Thanks for the tip. I will try bridging the pads. Jut a quick question: Do I have to have the battery connected in order to connect the programmer?

bezmi commented 5 years ago

No, leave the battery disconnected and power it via the 3.3V on the programmer. The pinout of the header from bottom to top is:

  1. 3.3V
  2. GND
  3. SWDIO
  4. SWCLK
kdojeteri commented 5 years ago

Bridging the pads made it so that the programmer's indicator (the blue LED) would stay on. Before, it would turn of the moment I connected GND and VDD. But with the bridged FET pads, as you suggested, I still couldn't connect to the chip via OCD.

Open On-Chip Debugger 0.10.0
Licensed under GNU GPL v2
For bug reports, read
    http://openocd.org/doc/doxygen/bugs.html
Info : The selected transport took over low-level target control. The results might differ compared to plain JTAG/SWD
adapter speed: 1000 kHz
Info : Unable to match requested speed 1000 kHz, using 950 kHz
Info : Unable to match requested speed 1000 kHz, using 950 kHz
Info : clock speed 950 kHz
Info : STLINK v2 JTAG v17 API v2 SWIM v4 VID 0x0483 PID 0x3748
Info : using stlink api v2
Info : Target voltage: 3.211556
Error: init mode failed (unable to connect to the target)
in procedure 'init' 
in procedure 'ocd_bouncer'

In a desperate attempt involving lots of continuity checking and misinterpreting the results, I left the FET pads unconnected. Strapping the programmer to the board in this state (no FET, no bridge, nothing) allowed OpenOCD to connect, or at least that's what I thought. When I tried flashing it, it failed.
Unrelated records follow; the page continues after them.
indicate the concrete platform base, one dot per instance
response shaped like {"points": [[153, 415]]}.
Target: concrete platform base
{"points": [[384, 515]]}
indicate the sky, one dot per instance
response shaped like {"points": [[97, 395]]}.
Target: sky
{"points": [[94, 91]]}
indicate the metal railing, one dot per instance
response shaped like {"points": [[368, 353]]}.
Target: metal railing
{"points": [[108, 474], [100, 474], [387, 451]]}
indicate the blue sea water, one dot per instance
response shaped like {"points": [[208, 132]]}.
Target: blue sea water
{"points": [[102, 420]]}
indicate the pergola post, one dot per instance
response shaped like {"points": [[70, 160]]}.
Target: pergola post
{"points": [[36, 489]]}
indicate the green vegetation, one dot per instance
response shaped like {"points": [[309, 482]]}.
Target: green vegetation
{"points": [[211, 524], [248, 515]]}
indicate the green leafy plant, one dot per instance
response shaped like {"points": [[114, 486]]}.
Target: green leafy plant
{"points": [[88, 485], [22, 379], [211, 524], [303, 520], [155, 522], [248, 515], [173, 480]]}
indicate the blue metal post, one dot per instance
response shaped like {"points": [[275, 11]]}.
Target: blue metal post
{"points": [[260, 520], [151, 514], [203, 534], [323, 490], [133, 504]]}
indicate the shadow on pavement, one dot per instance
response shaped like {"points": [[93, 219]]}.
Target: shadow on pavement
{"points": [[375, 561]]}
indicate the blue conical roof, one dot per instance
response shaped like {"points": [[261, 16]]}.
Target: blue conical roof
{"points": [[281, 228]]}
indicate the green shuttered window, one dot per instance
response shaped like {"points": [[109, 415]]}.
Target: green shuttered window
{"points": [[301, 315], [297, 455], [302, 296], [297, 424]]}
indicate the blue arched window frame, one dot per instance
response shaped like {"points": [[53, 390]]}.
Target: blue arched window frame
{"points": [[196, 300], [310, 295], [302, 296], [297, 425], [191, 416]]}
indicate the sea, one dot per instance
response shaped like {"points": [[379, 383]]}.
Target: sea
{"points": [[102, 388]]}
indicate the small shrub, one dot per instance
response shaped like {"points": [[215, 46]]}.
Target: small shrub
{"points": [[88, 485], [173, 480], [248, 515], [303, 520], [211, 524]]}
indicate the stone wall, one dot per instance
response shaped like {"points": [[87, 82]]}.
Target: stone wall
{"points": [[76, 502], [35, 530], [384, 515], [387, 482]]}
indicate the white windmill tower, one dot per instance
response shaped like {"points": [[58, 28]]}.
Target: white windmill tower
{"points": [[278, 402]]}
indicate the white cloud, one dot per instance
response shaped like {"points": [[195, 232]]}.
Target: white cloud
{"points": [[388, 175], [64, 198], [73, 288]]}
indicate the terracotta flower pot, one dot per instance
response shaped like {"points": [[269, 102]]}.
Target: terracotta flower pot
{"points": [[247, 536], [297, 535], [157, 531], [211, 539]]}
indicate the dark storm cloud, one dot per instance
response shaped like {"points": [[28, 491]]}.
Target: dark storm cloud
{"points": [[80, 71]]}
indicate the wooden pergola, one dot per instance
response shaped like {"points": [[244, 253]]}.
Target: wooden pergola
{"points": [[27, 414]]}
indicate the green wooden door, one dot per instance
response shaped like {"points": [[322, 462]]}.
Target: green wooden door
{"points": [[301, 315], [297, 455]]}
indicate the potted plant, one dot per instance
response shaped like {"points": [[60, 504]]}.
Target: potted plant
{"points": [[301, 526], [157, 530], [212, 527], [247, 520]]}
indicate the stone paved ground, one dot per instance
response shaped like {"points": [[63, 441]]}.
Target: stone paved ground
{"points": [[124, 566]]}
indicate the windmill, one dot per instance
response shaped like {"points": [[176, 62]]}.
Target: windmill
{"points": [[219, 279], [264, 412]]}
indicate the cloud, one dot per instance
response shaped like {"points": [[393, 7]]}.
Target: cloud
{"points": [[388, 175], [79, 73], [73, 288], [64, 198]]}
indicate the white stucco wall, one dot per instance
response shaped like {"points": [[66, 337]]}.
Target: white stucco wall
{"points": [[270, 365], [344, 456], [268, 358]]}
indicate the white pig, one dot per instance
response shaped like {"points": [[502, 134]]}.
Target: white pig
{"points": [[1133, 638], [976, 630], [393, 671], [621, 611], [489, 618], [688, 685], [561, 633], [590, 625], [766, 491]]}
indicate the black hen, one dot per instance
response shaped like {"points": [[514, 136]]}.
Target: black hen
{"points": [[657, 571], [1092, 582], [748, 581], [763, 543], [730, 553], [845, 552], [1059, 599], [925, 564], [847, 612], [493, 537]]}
Open On-Chip Debugger 0.10.0
Licensed under GNU GPL v2
For bug reports, read
    http://openocd.org/doc/doxygen/bugs.html
Info : The selected transport took over low-level target control. The results might differ compared to plain JTAG/SWD
adapter speed: 1000 kHz
Info : Unable to match requested speed 1000 kHz, using 950 kHz
Info : Unable to match requested speed 1000 kHz, using 950 kHz
Info : clock speed 950 kHz
Info : STLINK v2 JTAG v17 API v2 SWIM v4 VID 0x0483 PID 0x3748
Info : using stlink api v2
Info : Target voltage: 3.200525
Info : nrf51.cpu: hardware has 4 breakpoints, 2 watchpoints
Info : accepting 'telnet' connection on tcp/4444
target halted due to debug-request, current mode: Thread 
xPSR: 0xc1000000 pc: 0xfffffffe msp: 0xfffffffc
Warn : Unknown device (HWID 0x000000d1)
Error: Failed to enable read-only operation
Error: Failed to erase reg: 0x4001e508 val: 0x00000000
Error: Failed to erase sector @ 0x00000000
Error: Failed to write to nrf51 flash
Error: error writing to flash at address 0x00000000 at offset 0x00000000

Info : dropped 'telnet' connection
Error: jtag status contains invalid mode value - communication failure
Polling target nrf51.cpu failed, trying to reexamine
Examination failed, GDB will be halted. Polling again in 100ms
Info : Previous state query failed, trying to reconnect
Polling target nrf51.cpu failed, trying to reexamine
Info : nrf51.cpu: hardware has 4 breakpoints, 2 watchpoints

As a sanity check, I soldered the same chip to a spare mitosis receiver board and tried programming it there. That completed successfully. So the chips aren't bad. It must be something about the boards or how I soldered them.

image

bezmi commented 5 years ago

no FET, no bridge, nothing

In this case there is no path to ground and there should be no continuity between the NRF51 GND pin and the GND pin on the programming header. I am surprised you managed to power up and connect to the NRF module in this state. Can you please check continuity between the GND pin on the header and the GND pin of the NRF51 (without the programmer connected)?

Other than that, there should be nothing wrong with PCB, especially when you short out the GND and GND_P pads on the "top" side of the board (NRF module is on the bottom).